As for attracting new readers, if any of you are fans of Kaoru Mori's period dramas, you may find a strange sense of interest in Eden: It's an Endless World! as well. While this futuristic cyberpunk thriller is a world away in both content and character from Mori's gentle historical romances Emma and A Bride's Story, Endo does share Mori's love of a good gossipy gas of an afterword. Endo's pure text is not so immediately beguiling as Mori's cartoons, but his lamenting the suburbanisation of his home town is still delivered in a colloquial, conversational style that easily involves you in his dilemmas, and the survival of that spirit is also a compliment to the translator. That's even as it still reminds you just how badly Black Horse is lagging with the manga's releases, with this afterword date-stamped February 2006...
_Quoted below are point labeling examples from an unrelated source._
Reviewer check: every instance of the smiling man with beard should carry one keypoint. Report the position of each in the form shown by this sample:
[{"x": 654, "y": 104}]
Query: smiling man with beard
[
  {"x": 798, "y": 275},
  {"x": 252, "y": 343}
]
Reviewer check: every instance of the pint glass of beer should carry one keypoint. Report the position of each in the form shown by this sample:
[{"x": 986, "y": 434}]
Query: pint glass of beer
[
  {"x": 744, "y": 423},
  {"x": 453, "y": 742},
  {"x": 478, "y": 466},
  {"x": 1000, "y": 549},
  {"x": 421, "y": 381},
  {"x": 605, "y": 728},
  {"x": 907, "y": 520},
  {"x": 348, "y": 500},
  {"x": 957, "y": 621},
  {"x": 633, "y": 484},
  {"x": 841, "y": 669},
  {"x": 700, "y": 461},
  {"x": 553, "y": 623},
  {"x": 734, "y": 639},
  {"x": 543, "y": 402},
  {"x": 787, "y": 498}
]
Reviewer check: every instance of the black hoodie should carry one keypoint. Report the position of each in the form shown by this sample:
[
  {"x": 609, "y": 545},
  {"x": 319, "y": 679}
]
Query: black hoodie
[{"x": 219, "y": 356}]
...so then, was it worth the wait? Yes, I think so. In my account profile I do list Eden: It's an Endless World! as one of my favourite manga and that's because, while I can't buy into its overblown opinions and overcooked sexuality (particularly in earlier volumes when Elijah was working as a waiter in a brothel), they are at least more credibly presented than the cartoony villainy of so much other anime; and its action makes good use of both physical responses and technological dodges, a charged cocktail of computers and combat that combines into continually-captivating challenges for the characters. Volume 14 nods to the former and brings forward the latter, making it a neatly contained and clearly-presented Lonely Planet guide to the Endless World.
Robert's life is one regularly on the move, but be it up hill or down dale giant robots and cute girls are a constant comfort - limited only by how many manga you can stuff into a bursting rucksack.